Functions

In this activity, we will be using functions to describe the relationship between two variables. Functions model situations involving two variables (sometimes more), where one variable (the output of the function) depends only on the other (the input of the function). That is, we can determine the value of the dependent variable (output) just by knowing the value of the independent variable (input) and the relationship between the two variables (the function).

Just as we use letters as variables representing numbers, we use letters to represent functions. In both cases, there are many different uses of these variables:

We can use a variable to temporarily represent a definite, known number: If x = 3, then x² = 9	We can use a variable to temporarily represent a definite, known function: If f is the squaring function (i.e. f(x) = x²), then f(3) = 9
We can use a variable to temporarily represent a definite, unknown number: If x is the number of particles in the universe, then x is on the order of (roughly) 10⁸⁶	We can use a variable to temporarily represent a definite, unknown function: If f tells us the height of a ball thrown up in the air as a function of time, then f is increasing for a while, then decreasing.
We can use a variable to temporarily represent an indefinite number of some kind: If x is a positive number, then x = y² for some y.	We can use a variable to temporarily represent an indefinite function of some kind: If f is a strictly increasing function, then f takes on no maximum value.
We can use a variable to temporarily represent a generic number: For any number x, (x+1)² = x²+2x+1	We can use a variable to temporarily represent a generic function: If f is a function, and x is in the domain of f, then f(x) is in the range of f.

Notice that there are many ways of specifying a function, just as there are many ways of specifying a number. The most common way of specifying a function is to specify it's output for a generic input. For instance, we could define a function by saying f(x) = x² + 2x.

Caution: many sources (including me, when I'm not careful) will refer to the function f as f(x). That is, they will say something like "Let f(x) be an increasing function" as opposed to "Let f be an increasing function".
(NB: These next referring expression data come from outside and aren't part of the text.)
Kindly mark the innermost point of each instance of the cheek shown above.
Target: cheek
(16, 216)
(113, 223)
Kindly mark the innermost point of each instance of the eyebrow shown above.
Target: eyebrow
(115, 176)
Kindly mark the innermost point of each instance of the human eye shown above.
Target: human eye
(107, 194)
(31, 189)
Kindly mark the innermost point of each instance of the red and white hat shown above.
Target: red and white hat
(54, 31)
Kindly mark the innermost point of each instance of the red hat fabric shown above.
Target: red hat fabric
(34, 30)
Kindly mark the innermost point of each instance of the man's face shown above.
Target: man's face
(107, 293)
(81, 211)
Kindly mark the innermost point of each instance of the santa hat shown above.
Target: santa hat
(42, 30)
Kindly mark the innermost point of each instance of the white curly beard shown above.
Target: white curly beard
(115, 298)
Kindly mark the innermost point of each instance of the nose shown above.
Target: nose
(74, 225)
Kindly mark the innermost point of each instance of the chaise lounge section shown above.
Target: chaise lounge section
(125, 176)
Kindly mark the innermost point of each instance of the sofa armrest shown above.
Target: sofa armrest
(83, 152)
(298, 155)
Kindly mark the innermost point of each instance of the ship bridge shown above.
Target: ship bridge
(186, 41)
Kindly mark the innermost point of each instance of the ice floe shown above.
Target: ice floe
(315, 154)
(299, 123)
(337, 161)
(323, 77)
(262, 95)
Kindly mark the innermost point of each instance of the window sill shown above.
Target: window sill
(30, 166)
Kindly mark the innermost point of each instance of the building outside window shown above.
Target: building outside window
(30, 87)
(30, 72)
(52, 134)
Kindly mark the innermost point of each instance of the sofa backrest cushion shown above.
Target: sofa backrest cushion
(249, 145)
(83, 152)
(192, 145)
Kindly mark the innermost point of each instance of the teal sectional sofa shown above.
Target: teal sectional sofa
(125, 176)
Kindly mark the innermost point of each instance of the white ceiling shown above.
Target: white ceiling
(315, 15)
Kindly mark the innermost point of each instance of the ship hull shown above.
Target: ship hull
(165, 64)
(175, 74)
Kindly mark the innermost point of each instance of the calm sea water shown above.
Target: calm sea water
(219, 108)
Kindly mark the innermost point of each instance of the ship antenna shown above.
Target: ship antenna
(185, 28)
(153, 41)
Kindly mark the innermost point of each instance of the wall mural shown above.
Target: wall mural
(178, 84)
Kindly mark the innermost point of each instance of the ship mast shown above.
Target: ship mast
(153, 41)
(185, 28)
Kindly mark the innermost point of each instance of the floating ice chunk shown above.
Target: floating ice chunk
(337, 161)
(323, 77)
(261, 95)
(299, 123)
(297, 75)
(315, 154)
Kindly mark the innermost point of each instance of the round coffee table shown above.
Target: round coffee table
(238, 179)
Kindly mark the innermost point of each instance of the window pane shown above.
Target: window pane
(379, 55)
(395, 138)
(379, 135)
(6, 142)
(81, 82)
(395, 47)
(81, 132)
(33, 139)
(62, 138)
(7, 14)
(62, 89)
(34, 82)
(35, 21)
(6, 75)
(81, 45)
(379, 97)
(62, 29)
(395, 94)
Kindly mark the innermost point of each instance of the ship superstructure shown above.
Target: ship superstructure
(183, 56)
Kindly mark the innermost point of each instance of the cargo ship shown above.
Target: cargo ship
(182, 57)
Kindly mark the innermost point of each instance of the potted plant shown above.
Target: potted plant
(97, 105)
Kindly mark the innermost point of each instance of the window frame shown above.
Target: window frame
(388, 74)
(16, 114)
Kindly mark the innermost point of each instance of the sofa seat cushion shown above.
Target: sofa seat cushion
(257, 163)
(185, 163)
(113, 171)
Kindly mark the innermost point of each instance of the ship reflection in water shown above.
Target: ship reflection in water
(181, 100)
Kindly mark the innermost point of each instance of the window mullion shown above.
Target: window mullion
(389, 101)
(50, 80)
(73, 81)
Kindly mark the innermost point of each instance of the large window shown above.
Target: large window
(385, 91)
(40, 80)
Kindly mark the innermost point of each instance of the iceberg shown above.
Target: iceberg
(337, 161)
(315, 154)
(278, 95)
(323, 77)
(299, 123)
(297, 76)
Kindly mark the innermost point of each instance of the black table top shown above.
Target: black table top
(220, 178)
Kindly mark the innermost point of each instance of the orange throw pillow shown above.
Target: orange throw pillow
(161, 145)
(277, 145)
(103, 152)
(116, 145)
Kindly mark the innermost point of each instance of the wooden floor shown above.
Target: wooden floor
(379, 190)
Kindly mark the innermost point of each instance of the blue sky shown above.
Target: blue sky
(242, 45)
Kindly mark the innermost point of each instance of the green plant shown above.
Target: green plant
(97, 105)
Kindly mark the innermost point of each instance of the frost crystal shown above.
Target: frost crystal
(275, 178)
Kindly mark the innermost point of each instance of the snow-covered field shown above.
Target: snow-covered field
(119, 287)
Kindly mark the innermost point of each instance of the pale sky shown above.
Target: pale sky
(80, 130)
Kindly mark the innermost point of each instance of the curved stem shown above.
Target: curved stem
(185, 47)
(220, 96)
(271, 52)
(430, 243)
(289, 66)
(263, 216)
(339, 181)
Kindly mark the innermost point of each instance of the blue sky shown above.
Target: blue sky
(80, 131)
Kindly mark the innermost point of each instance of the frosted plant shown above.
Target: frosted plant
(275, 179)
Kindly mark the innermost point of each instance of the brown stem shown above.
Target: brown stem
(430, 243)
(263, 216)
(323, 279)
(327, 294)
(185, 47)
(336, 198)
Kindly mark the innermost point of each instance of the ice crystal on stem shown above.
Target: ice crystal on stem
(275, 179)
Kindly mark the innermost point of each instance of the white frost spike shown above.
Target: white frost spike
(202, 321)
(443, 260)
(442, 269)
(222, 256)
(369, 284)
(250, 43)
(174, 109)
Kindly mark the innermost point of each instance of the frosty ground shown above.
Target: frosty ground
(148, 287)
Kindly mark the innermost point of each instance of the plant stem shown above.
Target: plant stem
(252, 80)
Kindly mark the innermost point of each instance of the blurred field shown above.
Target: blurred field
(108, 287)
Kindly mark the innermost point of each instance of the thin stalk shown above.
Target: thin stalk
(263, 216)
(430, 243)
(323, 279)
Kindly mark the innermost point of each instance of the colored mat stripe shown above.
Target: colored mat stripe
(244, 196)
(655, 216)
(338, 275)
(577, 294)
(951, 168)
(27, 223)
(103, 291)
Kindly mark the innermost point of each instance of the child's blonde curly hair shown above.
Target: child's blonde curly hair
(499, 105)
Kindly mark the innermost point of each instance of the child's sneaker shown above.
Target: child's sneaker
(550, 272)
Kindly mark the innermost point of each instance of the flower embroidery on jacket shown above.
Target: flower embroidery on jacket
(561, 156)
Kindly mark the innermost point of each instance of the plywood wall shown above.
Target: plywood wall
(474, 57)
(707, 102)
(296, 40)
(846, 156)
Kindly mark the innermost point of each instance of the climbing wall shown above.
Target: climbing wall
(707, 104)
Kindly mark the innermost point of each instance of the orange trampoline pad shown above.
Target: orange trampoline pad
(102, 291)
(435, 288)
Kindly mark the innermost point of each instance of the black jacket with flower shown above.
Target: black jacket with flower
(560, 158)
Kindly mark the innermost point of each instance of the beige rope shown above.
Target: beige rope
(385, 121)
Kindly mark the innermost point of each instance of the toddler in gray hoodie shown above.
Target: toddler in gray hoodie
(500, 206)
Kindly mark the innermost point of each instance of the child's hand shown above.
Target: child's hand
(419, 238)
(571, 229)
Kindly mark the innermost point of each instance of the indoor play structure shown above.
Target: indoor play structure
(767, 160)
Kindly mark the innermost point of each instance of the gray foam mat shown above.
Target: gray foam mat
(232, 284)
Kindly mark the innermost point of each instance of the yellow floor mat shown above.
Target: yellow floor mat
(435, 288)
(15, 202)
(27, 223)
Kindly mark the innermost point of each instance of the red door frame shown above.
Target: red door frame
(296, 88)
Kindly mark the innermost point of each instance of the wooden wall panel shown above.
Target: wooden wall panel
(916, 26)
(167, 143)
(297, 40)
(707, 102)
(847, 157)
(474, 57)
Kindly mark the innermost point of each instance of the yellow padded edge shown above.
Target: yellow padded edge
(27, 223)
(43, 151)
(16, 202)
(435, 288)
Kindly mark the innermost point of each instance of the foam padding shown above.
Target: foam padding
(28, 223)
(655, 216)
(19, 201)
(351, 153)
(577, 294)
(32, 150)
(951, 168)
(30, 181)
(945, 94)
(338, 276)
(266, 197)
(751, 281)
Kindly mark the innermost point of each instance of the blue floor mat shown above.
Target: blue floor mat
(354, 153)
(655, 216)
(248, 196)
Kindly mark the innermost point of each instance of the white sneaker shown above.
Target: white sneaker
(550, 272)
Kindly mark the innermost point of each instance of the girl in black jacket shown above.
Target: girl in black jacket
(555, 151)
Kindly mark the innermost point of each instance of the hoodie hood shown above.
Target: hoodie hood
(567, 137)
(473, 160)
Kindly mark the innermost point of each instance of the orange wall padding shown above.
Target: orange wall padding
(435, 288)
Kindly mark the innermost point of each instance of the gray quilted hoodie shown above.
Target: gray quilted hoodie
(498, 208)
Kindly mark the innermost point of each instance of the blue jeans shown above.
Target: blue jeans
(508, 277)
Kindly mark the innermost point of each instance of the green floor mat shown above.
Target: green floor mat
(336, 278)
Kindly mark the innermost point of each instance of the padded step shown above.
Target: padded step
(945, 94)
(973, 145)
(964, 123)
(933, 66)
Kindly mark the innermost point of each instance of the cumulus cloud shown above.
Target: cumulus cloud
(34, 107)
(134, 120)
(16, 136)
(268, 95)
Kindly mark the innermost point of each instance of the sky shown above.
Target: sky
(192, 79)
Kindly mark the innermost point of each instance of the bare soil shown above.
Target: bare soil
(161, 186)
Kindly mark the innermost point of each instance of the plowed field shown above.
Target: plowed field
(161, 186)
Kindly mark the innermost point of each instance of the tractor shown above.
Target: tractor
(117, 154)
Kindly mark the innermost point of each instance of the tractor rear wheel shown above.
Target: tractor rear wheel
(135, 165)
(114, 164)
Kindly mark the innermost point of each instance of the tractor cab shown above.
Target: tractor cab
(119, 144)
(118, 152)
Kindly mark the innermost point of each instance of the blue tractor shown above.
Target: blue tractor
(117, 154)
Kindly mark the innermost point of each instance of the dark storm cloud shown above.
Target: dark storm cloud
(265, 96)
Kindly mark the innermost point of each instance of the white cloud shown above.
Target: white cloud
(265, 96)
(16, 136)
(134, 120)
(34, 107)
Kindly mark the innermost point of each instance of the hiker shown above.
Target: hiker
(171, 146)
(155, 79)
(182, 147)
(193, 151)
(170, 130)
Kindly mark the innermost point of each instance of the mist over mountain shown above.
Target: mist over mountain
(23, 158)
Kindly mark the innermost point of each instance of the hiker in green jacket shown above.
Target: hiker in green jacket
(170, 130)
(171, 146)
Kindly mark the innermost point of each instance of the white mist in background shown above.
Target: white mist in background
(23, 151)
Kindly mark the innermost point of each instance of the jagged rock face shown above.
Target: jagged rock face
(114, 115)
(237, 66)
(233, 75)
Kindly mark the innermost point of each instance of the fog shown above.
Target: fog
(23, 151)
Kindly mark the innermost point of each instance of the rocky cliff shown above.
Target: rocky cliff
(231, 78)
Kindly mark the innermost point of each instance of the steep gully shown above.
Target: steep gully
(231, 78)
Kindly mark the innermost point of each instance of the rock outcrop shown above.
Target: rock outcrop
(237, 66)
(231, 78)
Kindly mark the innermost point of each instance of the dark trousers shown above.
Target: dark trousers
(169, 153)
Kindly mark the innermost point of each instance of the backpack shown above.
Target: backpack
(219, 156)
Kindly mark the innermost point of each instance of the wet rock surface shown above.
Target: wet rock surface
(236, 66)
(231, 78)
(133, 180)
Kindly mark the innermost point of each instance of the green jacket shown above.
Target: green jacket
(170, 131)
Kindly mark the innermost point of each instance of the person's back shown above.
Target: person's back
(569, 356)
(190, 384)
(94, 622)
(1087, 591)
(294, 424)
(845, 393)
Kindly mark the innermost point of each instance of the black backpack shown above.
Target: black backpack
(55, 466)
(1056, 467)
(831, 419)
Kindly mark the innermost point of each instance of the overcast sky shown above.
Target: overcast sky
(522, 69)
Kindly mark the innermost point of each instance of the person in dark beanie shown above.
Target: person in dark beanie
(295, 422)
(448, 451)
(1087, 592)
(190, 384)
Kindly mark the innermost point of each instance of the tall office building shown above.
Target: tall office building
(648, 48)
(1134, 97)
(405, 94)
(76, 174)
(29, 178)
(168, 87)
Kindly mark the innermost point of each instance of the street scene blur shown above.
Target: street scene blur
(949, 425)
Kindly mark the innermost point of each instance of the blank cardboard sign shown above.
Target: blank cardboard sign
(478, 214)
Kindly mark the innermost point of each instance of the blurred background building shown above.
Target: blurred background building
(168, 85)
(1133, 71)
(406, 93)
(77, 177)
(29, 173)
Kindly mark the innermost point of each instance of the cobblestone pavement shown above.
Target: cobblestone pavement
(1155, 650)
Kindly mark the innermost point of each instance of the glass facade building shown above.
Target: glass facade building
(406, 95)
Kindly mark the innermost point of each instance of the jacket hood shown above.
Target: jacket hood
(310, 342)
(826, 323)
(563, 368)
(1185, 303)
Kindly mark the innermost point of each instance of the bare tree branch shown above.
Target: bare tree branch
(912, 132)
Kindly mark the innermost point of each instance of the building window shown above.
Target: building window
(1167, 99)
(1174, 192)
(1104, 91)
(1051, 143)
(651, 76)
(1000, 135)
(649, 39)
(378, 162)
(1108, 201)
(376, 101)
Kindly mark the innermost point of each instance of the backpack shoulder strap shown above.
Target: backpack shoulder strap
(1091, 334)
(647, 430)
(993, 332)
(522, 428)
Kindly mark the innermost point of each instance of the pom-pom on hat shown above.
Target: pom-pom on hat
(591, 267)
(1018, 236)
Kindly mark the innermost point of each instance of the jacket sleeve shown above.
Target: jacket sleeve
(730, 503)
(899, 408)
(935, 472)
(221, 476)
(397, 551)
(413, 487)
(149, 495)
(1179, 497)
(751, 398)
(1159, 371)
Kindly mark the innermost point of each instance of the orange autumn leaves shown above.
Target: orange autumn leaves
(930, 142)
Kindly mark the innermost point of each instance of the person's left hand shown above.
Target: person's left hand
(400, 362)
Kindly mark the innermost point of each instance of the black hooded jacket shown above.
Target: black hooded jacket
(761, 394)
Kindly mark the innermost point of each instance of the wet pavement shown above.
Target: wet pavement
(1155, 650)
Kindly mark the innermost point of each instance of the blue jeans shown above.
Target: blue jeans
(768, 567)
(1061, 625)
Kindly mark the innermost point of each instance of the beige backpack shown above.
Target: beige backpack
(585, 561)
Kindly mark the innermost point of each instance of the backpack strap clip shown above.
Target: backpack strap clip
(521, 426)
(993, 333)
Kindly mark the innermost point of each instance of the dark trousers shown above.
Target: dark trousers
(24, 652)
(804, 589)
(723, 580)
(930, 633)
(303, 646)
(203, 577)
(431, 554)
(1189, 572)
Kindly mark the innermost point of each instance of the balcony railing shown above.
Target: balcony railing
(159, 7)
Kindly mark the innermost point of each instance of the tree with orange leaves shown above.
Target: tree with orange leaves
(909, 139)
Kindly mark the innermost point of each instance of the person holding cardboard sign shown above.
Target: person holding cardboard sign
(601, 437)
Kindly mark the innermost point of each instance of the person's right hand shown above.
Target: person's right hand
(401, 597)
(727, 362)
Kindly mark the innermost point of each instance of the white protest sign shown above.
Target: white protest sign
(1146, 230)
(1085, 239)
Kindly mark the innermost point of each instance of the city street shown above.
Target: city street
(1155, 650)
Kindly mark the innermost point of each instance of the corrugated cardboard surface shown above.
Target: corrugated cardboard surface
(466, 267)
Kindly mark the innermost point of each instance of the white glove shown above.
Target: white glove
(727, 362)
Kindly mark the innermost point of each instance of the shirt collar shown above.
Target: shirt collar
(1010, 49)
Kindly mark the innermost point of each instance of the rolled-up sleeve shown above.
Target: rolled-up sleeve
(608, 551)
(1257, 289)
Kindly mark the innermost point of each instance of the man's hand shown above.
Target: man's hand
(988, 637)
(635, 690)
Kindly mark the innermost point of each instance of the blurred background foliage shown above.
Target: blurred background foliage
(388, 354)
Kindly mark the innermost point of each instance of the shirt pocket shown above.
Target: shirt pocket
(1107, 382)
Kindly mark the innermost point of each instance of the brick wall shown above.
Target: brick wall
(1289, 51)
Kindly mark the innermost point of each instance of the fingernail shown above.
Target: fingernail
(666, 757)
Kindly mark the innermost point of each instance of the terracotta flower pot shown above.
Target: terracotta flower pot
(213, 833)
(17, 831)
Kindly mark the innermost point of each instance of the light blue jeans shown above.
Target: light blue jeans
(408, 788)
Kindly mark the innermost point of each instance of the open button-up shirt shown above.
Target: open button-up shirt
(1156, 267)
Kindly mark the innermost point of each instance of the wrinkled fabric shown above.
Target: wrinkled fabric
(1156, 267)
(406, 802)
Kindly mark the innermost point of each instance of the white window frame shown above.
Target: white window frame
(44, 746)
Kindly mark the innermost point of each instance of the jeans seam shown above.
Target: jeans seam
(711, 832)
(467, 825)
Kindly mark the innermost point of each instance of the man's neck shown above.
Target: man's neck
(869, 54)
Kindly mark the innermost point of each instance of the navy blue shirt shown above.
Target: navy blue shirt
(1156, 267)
However it may help to think of the expression 'f(x)' as being a combination of the function f and the number x, just as we think of the expression 'x+1' as being a combination of the number x and the number 1, or 'x+y' as being a combination of the number x and the number y. In the case of each of these expressions, the result represents a number, and so we can use those expressions in situations where we expect to find numbers:

(x+1)+1
(x+1)²
f(x+1)
(x+y)+1
(x+y)²
f(x+y)
f(x) + 1
(f(x))²
f(f(x))

All of the expressions above make sense and represent numbers, in the sense that if we had a specific value of x and y and a specific function f and plugged them in to all of the above, they would all evaluate to some specific number.